“I’ve got ten suits, eight sports jackets, fifteen pairs of slacks, thirty to thirty-five good shirts, about twenty jumpers, three leather jackets, two suede jackets, five or six pairs of shoes and thirty exceptionally good ties.” – Mark Feld.
Aged fifteen and still at school whilst his dad drove a lorry and his mum worked a fruit stall, Mark Feld instinctively knew all about giving good copy years before the whole of the UK knew him as Marc Bolan, so when Town Magazine featured him and his older friends from Stoke Newington, Peter Sugar and Michael Simmonds, across six pages in September 1962 he wasn’t going to let an opportunity pass to take centre stage. I love the way he talks about his ties. Anyone can have thirty ties but his were exceptionally good ties. I also like the way both Feld and Sugar later in the piece both use the word haddock as a derogatory term. “The stuff that half the haddocks you see around are wearing I was wearing years ago,” claims Mark. The article doesn’t mention mod by name - and it’s doubtful the three were even familiar with the term – but that’s what they were an early example of and what acts as a launch point for a small exhibition in Hackney Museum. Yes, Hackney has a museum.
For those unfamiliar with the area, Stamford Hill and Stoke Newington are neighbours within the (north)east London Borough of Hackney (as is the case in most of London it’s hard to precisely figure where one place finishes and another one starts) and the exhibition looks at the local mod culture of the early to mid-60s. I’d be interested in this type of display whatever the area but having been resident in the borough since the late 90s it’s especially fascinating to read accounts of the dance halls, record shops and tailors of those near-mythical years. According to Peter Sugar and others, Bilgorri in Bishopsgate was a great tailor and where all the faces went “even though it’s a real haddocky looking place”. At number 282 (later 260) Stamford Hill was R&B Records, a shop owned by Rita and Benny King who also ran their own labels which put out early mod related releases like “Shake Some Time” by Ronnie Gordon featuring The Blue Flames and ska and rocksteady from Jamaica. (Read more about the secret ska history of Stamford Hill). There aren’t many exhibits: a 1962 Vespa GS, a couple of suits and jackets, a few records, the issue of Town etc but it’s the personal memories and photographs that make it.

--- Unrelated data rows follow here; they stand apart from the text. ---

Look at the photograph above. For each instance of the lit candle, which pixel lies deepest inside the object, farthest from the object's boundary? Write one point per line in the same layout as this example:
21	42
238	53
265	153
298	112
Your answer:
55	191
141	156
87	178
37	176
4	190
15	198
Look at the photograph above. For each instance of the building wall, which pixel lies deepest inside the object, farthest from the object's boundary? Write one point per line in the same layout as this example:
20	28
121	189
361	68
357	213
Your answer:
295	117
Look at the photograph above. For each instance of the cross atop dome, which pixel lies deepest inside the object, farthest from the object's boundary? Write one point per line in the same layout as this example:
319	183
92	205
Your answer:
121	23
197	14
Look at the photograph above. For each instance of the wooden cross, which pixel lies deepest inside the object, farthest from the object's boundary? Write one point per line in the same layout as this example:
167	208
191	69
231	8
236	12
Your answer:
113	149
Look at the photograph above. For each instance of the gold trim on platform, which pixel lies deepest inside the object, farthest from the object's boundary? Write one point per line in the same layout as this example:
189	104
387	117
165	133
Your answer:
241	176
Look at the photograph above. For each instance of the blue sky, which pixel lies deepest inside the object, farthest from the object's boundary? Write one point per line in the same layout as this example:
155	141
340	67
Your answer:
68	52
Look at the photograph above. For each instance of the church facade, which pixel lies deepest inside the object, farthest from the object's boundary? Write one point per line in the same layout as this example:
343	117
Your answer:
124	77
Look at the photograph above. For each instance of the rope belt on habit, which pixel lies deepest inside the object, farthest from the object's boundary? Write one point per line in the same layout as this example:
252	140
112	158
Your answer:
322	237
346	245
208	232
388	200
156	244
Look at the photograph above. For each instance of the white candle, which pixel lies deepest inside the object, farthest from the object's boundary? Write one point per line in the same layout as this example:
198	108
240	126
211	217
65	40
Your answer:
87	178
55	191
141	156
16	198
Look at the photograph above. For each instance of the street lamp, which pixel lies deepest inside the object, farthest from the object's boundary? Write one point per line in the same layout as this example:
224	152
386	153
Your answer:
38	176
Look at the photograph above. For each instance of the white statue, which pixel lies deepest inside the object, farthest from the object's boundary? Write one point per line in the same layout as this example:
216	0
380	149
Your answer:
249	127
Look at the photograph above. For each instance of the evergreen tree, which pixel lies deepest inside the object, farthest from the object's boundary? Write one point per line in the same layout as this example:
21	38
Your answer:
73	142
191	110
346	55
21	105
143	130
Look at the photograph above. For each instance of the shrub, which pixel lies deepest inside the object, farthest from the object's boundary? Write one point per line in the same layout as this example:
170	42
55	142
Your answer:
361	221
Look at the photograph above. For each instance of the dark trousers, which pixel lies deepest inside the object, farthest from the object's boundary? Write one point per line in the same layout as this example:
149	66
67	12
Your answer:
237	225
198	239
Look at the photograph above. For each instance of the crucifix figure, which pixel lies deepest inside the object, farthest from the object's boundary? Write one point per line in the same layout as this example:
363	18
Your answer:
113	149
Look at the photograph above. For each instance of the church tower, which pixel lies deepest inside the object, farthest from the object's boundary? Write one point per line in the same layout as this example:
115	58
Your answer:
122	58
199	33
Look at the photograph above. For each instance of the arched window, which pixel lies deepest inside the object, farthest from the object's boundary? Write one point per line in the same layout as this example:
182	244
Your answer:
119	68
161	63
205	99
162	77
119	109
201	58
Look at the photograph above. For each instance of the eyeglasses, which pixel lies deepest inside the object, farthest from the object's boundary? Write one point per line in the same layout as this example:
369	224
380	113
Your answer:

It even graced the front page of local freebie paper Hackney Today.
Did mod originate from Stamford Hill? Impossible to say but Feld and his gang were very visible and their influence would surely have rubbed off on the haddocks of London Town.
On a related note, the Anorak Thing blog has compiled a list of the UK 60's Mod Top 200; an incredible feat which should keep you (and me) busy - and arguing - for hours.
Stamford Hill Mods is at the Hackney Museum next to Hackney Town Hall, Mare Street, E9 until January 2013. I’m not sure exactly what date so check with them before travelling. And if you are travelling remember it is a very small exhibition so try and fit it in with something else (not that there's anything else nearby unless you want to stock up on crack or crystal meth).